Economic weakness in China has directed international capital flows to other Asian markets, and Taiwan’s stock market will likely be a beneficiary of this trend.
I am a big fan of the company and I generally think a lot of the geopolitical risk around the firm materially dissipates in the event of a Harris victory. The true military situation is obscured by posturing on both sides, but when the CSIS war games it out, China loses every time when it tries to invade Taiwan. The logistical challenges with supplying an invasion force leave it doomed, if it is even able to get on the island. US military dominance remains intact, and Taiwan is a clever international actor that has ably stood up for its interests and protected its national treasure, the foundries upon which the digital age depends.
So, we are very bullish on this company and the market in general over the next few months. The Fed has cleared the way for the next leg of the bull market to begin and we think Taiwan Semiconductor will be at the vanguard of gains. It has beaten over the past four quarters, and I expect the firm will beat on its next earnings report in October based on the trend of revisions.
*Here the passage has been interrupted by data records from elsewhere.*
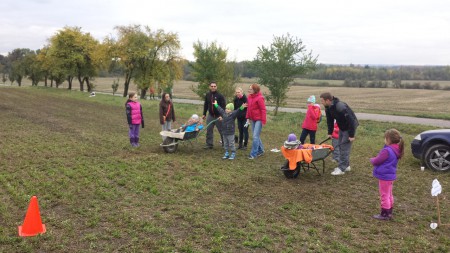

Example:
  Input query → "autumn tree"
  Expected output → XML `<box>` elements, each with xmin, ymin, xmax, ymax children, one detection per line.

<box><xmin>254</xmin><ymin>34</ymin><xmax>317</xmax><ymax>115</ymax></box>
<box><xmin>48</xmin><ymin>27</ymin><xmax>100</xmax><ymax>91</ymax></box>
<box><xmin>7</xmin><ymin>48</ymin><xmax>31</xmax><ymax>86</ymax></box>
<box><xmin>110</xmin><ymin>25</ymin><xmax>182</xmax><ymax>98</ymax></box>
<box><xmin>190</xmin><ymin>41</ymin><xmax>239</xmax><ymax>99</ymax></box>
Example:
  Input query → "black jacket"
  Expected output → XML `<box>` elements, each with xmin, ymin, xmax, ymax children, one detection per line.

<box><xmin>325</xmin><ymin>97</ymin><xmax>359</xmax><ymax>138</ymax></box>
<box><xmin>233</xmin><ymin>94</ymin><xmax>247</xmax><ymax>121</ymax></box>
<box><xmin>203</xmin><ymin>91</ymin><xmax>226</xmax><ymax>118</ymax></box>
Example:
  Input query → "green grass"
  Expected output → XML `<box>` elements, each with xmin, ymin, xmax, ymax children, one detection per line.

<box><xmin>0</xmin><ymin>87</ymin><xmax>450</xmax><ymax>252</ymax></box>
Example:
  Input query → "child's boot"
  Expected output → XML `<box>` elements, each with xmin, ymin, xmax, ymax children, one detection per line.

<box><xmin>222</xmin><ymin>151</ymin><xmax>230</xmax><ymax>159</ymax></box>
<box><xmin>372</xmin><ymin>208</ymin><xmax>389</xmax><ymax>220</ymax></box>
<box><xmin>134</xmin><ymin>137</ymin><xmax>139</xmax><ymax>147</ymax></box>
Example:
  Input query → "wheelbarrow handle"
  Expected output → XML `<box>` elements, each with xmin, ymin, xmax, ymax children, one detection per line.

I think this firm is going to ride the seasonals into the end of the year quite nicely for the aforementioned reasons, and given the strength of market fundamentals, and the quality of this firm, I’m confident in recommending a pretty aggressive long position. I want to give it enough time value to take advantage of the full impact of positive seasonals, so I’ll be going out far enough to allow this trade to shine.
A big catalyst will be the earnings in October. For those who are risk averse, this may be an opportunity to sell if the stock experiences the usual runup in implied volatility that occurs before earnings reports. The usual implied volatility crush that happens afterward could be an opportunity to lower the cost basis on your contracts.
The firm certainly experiences some risks, and economic weakness in China could weigh on earnings, but I doubt it will counteract the strength of AI demand enough to dent earnings. This firm has repeatedly exceeded expectations and it is well diversified by geography and product type.
Overall, I expect the sector and the name to be primary beneficiaries of the bull market going forward. The rotation that has occurred has been healthy, but I think Semis will start working again as the bull market converges with the positive end-of-year seasonals.
Here is the trade:
Buy the January 17th 2025 $200 call options which are currently trading around $8.20. Given the scale of today’s rally in Technology you may want to wait until a tactical pullback to buy the contracts. I think you can probably grab them in the $7 handle tomorrow.
The earnings in October will be a major catalyst. It may be beneficial to set stops around this event, just in case. However, my analysis indicates that earnings in October will be fortuitous for the stock.